100 anni fa il massacro razziale di Tulsa negli Stati Uniti

Fu il peggior attacco alla comunità afroamericana mai perpetrato negli Usa, a lungo dimenticato e relegato nell’oblio

Fra il 31 maggio e il 1° giugno 1921, cento anni fa, nella città di Tulsa in Oklahoma, si compì uno dei peggiori episodi di violenza razziale nella storia degli Stati Uniti, a lungo poco conosciuto visti i grandi sforzi messi in atto per mettere a tacere le voci che intendevano raccontare un massacro costato la vita a centinaia di persone e la distruzione di migliaia di abitazioni.

Tulsa aveva all’epoca centomila abitanti, diecimila dei quali afroamericani confinati nel prospero quartiere di Greenwood. Il 30 maggio in città si diffonde la notizia di una presunta violenza sessuale perpetrata da un ragazzo di colore a una giovane bianca, violenza mai provata.
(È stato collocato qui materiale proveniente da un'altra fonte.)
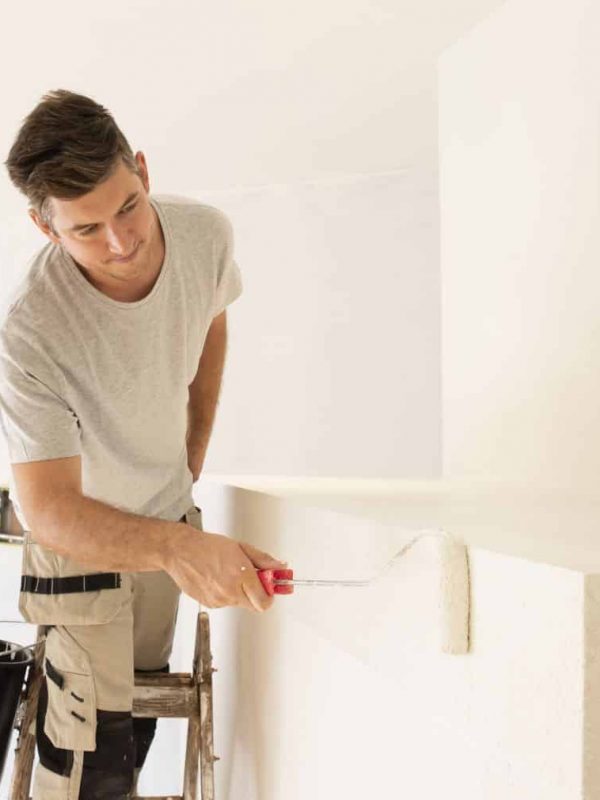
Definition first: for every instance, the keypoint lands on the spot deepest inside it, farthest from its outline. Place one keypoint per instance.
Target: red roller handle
(268, 576)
Al calar della sera una folla inferocita si riunisce all’esterno del carcere cittadino in cui il ragazzo è stato relegato, con la volontà di linciarlo. L’isteria collettiva cresce e si scatena una violenza inaudita, una caccia all’uomo degna del far west. Secondo una stima successiva furono bruciate 1256 abitazioni di afroamericani, altre 215 furono saccheggiate. Vennero distrutti un ospedale, una scuola, due giornali, varie chiese, negozi e molte altre attività. Il governatore Robertson istituì la legge marziale e venne inviata in Oklahoma la Guardia Nazionale.

Nelle ore successive tutte le accuse contro il giovane furono ritirate.
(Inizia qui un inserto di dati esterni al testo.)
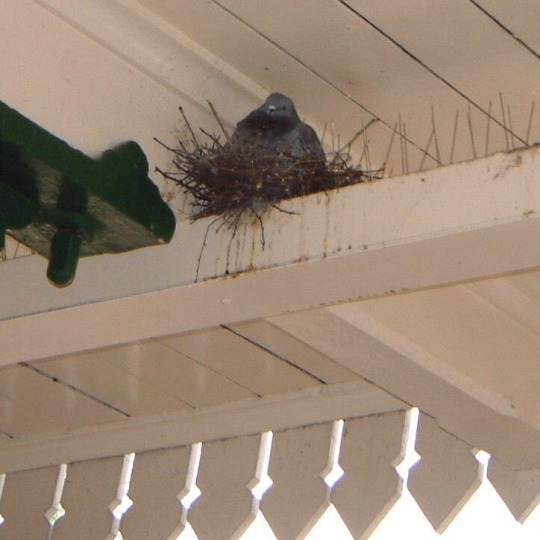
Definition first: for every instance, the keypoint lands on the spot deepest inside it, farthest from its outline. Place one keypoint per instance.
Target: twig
(218, 119)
L’Oklahoma Bureau of Vital Statistics ha registrato ufficialmente 36 morti. Tuttavia, vari storici stimano che il bilancio delle vittime potrebbe essere stato di molto superiore, di 300 unità, mai denunciate o mai registrate.

Negli anni a venire, mentre i Black Tulsans lavoravano per ricostruire le loro case e attività commerciali in rovina, la segregazione in città aumentò e il nuovo ramo del KKK, il Ku Klux Klan dell’Oklahoma crebbe in forza. Per decenni, non ci furono cerimonie pubbliche, memoriali per i morti o qualsiasi tentativo di commemorare gli eventi del 31 maggio-1 giugno 1921. Invece, ci fu uno sforzo deliberato per insabbiarli.

Il Tulsa Tribune, il principale giornale locale, ha rimosso dai suoi volumi rilegati la prima pagina del 31 maggio che aveva contribuito in maniera determinante a scatenare il caos in città, cavalcando con forza la notizia dello stupro, e gli studiosi hanno scoperto che mancano anche notizie negli archivi della polizia e della milizia statale. Di conseguenza, fino a poco tempo fa il Tulsa Race Massacre è stato raramente menzionato nei libri di storia, insegnato nelle scuole (compare nei testi dei libri di testo solo dal 2009) o addirittura ricordato.

Gli studiosi iniziarono ad approfondire la storia della rivolta negli anni ’70, dopo che era trascorso il 50° anniversario. Nel 1996, in occasione del 75° anniversario della rivolta, si tenne una funzione presso la Mount Zion Baptist Church, che i rivoltosi avevano raso al suolo, e fu collocato un memoriale di fronte al Greenwood Cultural Center. L’anno successivo, dopo la nomina di una commissione ufficiale del governo statale per indagare su quei fatti, scienziati e storici hanno iniziato a esaminare le vicende, comprese l’analisi delle numerose vittime sepolte in tombe senza nome.

Nel 2001, il rapporto della Race Riot Commission ha concluso che tra 100 e 300 persone sono state uccise e più di 8.000 persone sono rimaste senza casa in quelle 18 ore di follia collettiva.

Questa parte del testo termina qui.